Projet d’arrêté pris pour l’application de l’article R. 427-6 du code de l’environnement et fixant la liste, les périodes et les modalités de destruction des espèces susceptibles d’occasionner des dégâts

Consultation du 09/07/2026 au 30/07/2026 - 75336 contributions

Note de présentation :

Le projet d’arrêté soumis à la consultation du public est pris pour l’application de l’article R. 427-6 du code de l’environnement et fixant la liste, les périodes et les modalités de destruction des espèces susceptibles d’occasionner des dégâts.

Introduction :

En application du 2° du I de l’article R. 427-6 du code de l’environnement, il revient au ministre chargé de la chasse de fixer par un arrêté la liste, les périodes et les modalités de destruction des espèces susceptibles d’occasionner des dégâts (ESOD) dites « du groupe 2 ».

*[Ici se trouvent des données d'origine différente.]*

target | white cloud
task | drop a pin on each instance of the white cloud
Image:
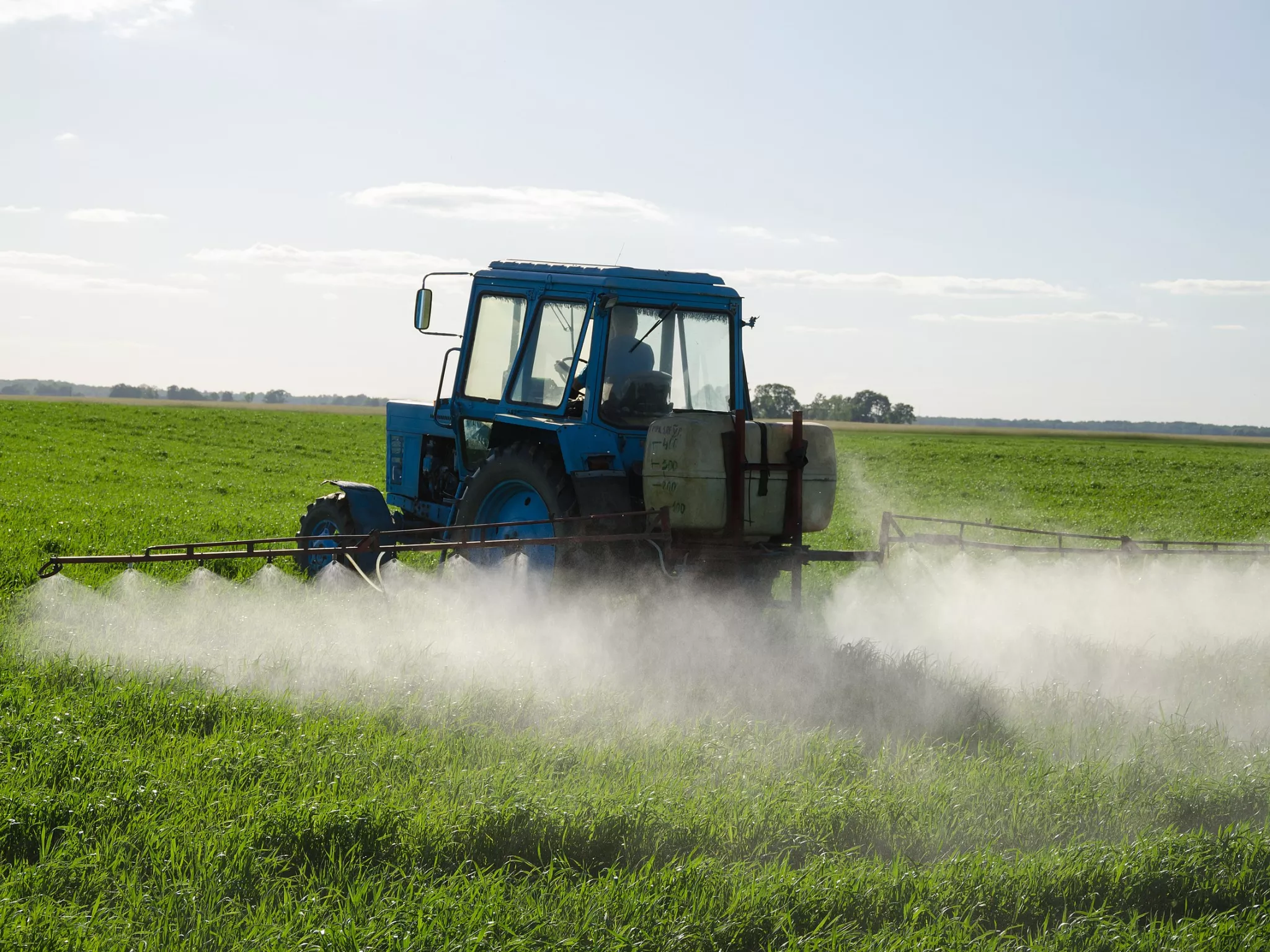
(349, 268)
(944, 286)
(127, 15)
(804, 329)
(1210, 286)
(750, 231)
(755, 231)
(52, 272)
(1053, 318)
(74, 281)
(506, 205)
(42, 259)
(112, 216)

Il existe trois groupes d’ESOD définis par l’article R. 427-6 du code de l’environnement. Le premier et le troisième groupe concernent respectivement les espèces non indigènes classées sur l’ensemble du territoire métropolitain par un arrêté ministériel pérenne (Le chien viverrin, le vison d’Amérique, le raton laveur, le ragondin, le rat musqué et la bernache du Canada) et une liste complémentaire définie par un arrêté préfectoral annuel (le sanglier, le lapin de garenne et le pigeon ramier).

Selon ce même article, une espèce peut être classée ESOD pour au moins l’un des quatre motifs suivants :

1° Dans l’intérêt de la santé et de la sécurité publiques ;
2° Pour assurer la protection de la flore et de la faune ;
3° Pour prévenir des dommages importants aux activités agricoles, forestières et aquacoles ;
4° Pour prévenir les dommages importants à d’autres formes de propriété. Le 4° ne s’applique pas aux espèces d’oiseaux.

La liste des ESOD du groupe 2 est fixée pour 3 ans par arrêté ministériel (courant du 1er juillet de la première année au 30 juin de la troisième année). Cet arrêté ministériel est pris sur proposition des préfets de département après avis de la Commission départementale de la chasse et de la faune sauvage (CDCFS) réunie en formation spécialisée sur les ESOD.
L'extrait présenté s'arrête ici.